Lately, I’ve taken an interest in the problem of Friendly AI.
In brief: One plausible scenario for the next few centuries is that we build an AI as smart as we are at designing AI, which means it could improve its own intelligence very quickly, which means it would soon become a superintelligent machine, with almost unlimited power to accomplish whatever it desires.
So we need to consider carefully how to program its desires, so that it doesn’t kill us all.
Presumably, this is a matter of ethics. Which ethical theory should we use to program the goal system of a future superintelligence? (Nick Bostrom call such a singular world-dominating power a “singleton.”)
Andy Walters argues that using desirism to program the goal system of a singleton will likely lead to human extinction.
The argument: Desirism does not admit the existence of categorical imperatives – rules that are universally binding.

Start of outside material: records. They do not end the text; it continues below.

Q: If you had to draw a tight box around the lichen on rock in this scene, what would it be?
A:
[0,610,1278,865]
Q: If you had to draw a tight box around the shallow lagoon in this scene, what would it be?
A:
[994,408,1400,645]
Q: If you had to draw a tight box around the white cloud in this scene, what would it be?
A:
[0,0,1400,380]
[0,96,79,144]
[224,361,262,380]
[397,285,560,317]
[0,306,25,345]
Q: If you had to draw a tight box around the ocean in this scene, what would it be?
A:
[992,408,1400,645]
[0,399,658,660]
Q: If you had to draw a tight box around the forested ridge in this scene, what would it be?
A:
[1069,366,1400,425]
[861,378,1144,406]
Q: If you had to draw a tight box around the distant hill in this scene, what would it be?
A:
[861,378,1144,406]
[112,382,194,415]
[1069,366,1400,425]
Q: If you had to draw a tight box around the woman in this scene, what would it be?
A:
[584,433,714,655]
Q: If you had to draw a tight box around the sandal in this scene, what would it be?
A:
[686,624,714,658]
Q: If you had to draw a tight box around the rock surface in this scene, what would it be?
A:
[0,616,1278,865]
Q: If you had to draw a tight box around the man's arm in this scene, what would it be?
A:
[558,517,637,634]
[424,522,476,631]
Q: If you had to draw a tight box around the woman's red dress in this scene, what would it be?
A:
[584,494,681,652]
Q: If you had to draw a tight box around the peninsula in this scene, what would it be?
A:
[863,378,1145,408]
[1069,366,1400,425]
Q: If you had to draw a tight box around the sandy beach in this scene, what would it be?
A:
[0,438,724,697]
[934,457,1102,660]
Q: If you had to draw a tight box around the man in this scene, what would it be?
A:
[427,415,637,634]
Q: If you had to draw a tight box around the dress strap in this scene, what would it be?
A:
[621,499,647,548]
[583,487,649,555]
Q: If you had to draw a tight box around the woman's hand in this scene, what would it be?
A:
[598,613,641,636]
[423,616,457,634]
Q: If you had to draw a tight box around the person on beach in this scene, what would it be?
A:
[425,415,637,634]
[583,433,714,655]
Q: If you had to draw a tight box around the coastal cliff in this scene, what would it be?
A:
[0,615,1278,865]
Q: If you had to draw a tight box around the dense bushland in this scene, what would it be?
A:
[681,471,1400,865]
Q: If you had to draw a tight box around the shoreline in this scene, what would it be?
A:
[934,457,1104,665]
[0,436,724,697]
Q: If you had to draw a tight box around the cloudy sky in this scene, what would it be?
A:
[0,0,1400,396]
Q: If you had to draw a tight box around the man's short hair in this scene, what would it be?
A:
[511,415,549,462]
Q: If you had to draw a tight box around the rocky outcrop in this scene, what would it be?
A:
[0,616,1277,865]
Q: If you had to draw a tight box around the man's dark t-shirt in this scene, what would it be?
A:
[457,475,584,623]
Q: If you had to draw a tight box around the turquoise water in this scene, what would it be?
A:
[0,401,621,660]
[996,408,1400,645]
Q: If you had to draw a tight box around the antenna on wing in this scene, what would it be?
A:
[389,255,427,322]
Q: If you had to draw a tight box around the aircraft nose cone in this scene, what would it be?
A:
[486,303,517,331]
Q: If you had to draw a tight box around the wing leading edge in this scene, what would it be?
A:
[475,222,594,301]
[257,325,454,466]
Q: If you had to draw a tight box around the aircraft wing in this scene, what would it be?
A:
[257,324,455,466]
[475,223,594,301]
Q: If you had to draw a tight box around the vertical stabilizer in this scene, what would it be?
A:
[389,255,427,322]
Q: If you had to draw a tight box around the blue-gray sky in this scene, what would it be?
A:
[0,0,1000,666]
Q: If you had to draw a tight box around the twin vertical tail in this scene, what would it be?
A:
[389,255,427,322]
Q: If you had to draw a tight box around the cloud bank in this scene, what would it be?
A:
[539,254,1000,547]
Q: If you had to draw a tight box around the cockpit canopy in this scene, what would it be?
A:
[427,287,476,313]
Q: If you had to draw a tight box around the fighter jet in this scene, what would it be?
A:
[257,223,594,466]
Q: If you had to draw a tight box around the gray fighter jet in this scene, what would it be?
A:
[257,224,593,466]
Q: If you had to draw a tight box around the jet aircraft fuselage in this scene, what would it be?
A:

It only says that agents have reasons for action to engage in reward and punishment, praise and condemnation, to change the desires of others. (Because the desires of others greatly affect the fulfillment or thwarting of our own desires.) But a superintelligent machine’s desires will not be susceptible to these social tools as ours are, and so it will unstoppably fulfill whatever it’s desires are (within the limits of physics and its intelligence).
Andy Walters proposes Korsgaardian deontological moral theory as a potential solution to the problem.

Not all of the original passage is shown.